Software development nightmares

Nothing is more frightening than the realization that the software project which your institution started months ago is over due, over budget, and missing critical functionality.
Written by Marc Wagner, Contributor

In his article Student information systems, revisited, Chris Dawson reminds us of how important it is for your administrators (and your educators) to understand their system requirements before going shopping for software.  Many educational institutions (particularly K-12) are just now going through the the growing pains that many businesses (and larger universities) suffered through during the 1980's and 90's because process owners and software developers did not know enough about each others needs and capabilities.

Emerging technologies can be seductive -- and the (often misleading) promise of lower costs can easily lead administrators and educators alike to jump at poorly thought-out solutions -- and end up blaming the technology when things don't go well. 

First and foremost, educators (or anyone looking to technology for solutions) should understand that rarely are computer-based systems less-expensive than their human-based counterparts.  What they are is dramatically more efficient -- meaning that you can do more with the same manpower and money.  (This is not the same thing as doing the same amount of work for less money.)  And, as I have argued in the past about hardware, total cost of software ownership doesn't change much from solution to solution either.  However, that doesn't mean that poor planning doesn't take it's toll ... 

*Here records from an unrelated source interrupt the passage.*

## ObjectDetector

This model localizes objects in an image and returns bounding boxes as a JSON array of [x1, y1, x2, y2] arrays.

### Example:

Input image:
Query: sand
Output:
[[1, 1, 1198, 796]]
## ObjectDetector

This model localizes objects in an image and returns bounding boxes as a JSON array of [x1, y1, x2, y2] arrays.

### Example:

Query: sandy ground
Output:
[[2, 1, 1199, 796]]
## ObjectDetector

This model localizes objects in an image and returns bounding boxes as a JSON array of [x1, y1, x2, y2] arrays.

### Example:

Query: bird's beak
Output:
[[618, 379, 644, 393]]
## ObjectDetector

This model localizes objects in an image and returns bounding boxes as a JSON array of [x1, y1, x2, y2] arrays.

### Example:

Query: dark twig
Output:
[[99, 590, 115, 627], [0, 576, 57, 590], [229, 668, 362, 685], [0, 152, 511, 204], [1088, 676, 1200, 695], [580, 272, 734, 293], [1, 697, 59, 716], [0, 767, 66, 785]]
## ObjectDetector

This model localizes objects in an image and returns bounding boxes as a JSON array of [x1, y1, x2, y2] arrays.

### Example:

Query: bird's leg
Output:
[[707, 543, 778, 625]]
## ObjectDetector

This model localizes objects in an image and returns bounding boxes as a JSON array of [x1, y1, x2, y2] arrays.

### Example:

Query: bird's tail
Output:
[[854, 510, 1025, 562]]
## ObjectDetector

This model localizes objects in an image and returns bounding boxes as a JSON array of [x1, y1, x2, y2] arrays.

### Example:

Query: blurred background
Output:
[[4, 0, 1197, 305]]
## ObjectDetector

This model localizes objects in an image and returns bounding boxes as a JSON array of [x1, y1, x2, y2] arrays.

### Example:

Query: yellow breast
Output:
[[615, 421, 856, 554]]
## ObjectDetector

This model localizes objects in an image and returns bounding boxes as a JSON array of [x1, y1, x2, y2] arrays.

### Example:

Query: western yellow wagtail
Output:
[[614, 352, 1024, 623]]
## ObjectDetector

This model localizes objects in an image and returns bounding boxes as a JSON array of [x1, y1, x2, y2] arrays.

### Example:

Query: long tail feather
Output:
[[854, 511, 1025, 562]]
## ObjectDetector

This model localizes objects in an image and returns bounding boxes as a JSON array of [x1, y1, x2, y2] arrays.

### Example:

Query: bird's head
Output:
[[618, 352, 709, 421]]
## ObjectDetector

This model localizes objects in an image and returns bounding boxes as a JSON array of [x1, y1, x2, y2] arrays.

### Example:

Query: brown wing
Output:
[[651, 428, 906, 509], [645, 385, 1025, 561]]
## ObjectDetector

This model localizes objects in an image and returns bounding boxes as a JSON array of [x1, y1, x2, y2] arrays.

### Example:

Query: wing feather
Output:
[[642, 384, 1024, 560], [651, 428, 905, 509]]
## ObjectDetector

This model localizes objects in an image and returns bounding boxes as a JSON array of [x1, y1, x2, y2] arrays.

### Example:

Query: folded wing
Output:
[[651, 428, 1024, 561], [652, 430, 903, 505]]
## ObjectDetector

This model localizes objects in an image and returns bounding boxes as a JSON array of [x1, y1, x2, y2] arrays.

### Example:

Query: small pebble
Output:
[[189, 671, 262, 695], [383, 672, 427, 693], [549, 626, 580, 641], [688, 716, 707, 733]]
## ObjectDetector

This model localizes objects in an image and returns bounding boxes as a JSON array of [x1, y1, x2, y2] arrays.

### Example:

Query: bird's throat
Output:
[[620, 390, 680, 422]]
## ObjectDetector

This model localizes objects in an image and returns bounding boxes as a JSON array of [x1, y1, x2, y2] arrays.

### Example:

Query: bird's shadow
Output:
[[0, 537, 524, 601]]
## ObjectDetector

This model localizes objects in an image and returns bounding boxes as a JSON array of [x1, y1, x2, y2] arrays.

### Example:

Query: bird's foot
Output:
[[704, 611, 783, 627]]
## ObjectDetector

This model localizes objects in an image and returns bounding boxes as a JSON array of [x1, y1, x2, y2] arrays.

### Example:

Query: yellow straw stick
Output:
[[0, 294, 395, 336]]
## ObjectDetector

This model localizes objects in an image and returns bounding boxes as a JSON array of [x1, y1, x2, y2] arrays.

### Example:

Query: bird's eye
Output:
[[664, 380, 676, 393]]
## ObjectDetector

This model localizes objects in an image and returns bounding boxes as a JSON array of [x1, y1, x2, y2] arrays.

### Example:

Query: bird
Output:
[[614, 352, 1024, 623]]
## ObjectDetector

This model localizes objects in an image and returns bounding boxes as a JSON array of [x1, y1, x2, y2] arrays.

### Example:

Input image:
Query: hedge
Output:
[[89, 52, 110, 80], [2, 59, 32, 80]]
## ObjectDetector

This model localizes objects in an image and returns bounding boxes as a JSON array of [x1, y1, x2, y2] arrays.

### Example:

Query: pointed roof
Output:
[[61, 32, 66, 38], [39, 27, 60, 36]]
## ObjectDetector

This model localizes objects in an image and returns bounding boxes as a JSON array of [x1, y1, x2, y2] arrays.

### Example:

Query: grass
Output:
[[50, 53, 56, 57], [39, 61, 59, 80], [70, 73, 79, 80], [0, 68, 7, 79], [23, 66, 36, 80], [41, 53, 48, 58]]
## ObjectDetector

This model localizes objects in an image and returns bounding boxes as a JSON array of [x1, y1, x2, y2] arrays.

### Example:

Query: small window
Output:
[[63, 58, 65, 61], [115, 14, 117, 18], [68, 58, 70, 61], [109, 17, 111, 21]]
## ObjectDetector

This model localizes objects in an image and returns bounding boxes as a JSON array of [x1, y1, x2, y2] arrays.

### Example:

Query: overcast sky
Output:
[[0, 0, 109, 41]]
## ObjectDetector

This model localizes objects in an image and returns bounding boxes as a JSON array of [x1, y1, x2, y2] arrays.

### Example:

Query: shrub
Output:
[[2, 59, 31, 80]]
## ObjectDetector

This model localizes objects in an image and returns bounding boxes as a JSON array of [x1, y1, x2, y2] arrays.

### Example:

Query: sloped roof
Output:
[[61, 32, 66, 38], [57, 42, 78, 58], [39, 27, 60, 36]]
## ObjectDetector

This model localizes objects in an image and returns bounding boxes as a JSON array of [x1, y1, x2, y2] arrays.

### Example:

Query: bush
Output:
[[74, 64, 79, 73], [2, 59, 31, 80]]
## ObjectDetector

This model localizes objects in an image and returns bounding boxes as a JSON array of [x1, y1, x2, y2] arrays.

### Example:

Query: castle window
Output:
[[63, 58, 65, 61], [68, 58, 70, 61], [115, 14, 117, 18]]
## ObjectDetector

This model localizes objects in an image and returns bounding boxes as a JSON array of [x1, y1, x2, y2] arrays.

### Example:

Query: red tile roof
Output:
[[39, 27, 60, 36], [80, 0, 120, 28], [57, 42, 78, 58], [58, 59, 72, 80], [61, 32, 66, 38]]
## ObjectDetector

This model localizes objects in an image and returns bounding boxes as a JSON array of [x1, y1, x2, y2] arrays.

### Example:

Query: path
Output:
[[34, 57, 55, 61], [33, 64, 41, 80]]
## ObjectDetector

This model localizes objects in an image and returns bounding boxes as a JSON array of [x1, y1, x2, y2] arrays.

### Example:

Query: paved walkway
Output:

In truth, the problems leading to failed projects are two-fold.  To be sure, they lie in large part with the ISV (independent software vendor) who may be quick to underestimate the scope of a job -- especially if they are inexperienced and need the business.  Watch out for any vendor willing to 'cut you a deal' to get in the door with you.  (They may very well be the lowest bidder for a reason.  In the end, you get what you pay for, whether you understand what you are paying for or not.) 

Ultimately, hiring an ISV ought to be taken as seriously as hiring any other employee with whom you intend to entrust sensitive personal information.  To lose or distort (or worse, make vulnerable to hacking) such information could bring down an entire institution. 

To make matters worse, those unfamiliar with computer-based systems are easily misled into believing that all you need to do is take your current paper-based process and turn your forms into web pages and then store the information electronically.  The temptation then is to turn around and print out the information recorded in their nice new 'electronic file cabinet' and put it back into real file cabinets for easy access and back up! 

Far too often, those seeking computer-based solutions for the first time try to convert antiquated paper-based systems without understanding how those systems work and why they are designed as they are.  Since most such systems were developed long ago, the assumption that they are the best that they can be is inherently flawed. 

Before moving to any custom software-based solution, you, your administrators, and your educators, need to spend some time analyzing your current system -- it's strengths and its weaknesses -- from each perspective.  Your efforts should result in two lists.  A list of must-haves and a list of like-to-haves.  Only then can you shop for an ISV armed with the knowledge your ISV will need to build the system that your institution requires.